The importance of connection and relationships flowed from the material he presented through the discussions among Fellows. “We read a great novel by Wallace Stegner called Crossing the Safety, which is about lifelong friendship.” David explains, “To read a book about friendship in older age, at a time when these people have just made so many new friends…I think that helped inform the guts of the program.”
As David points out, the personal insights and deeper self-knowledge gained through the LSI Fellowship do not occur in isolation. It’s not only a matter of reading the books; it’s about allowing conversations to spark new thinking and perspectives.

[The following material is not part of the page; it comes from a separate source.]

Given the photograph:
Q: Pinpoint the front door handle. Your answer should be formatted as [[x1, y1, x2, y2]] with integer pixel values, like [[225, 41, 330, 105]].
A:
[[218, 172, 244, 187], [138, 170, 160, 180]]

“If you’re considering LSI and you’re maybe stepping back from your main career, you might be under the illusion that you can handle this transition alone,” he says. “These are hard challenges and nobody should have to do these alone. So if you do it with a lot of people going through the same process, it’s just super helpful…And the idea of making 25 new best friends is just a very delightful prospect.”
Pamela agrees. “One of the immense gifts of the Fellowship year was the formation of a new community,” she says. “The lasting relationships we have formed are proof of concept for the path I am choosing to follow: if lasting community can arise so quickly, simply from spending time and space in a shared pursuit, it shows that repair is possible, and the idea I have for my future path has value.”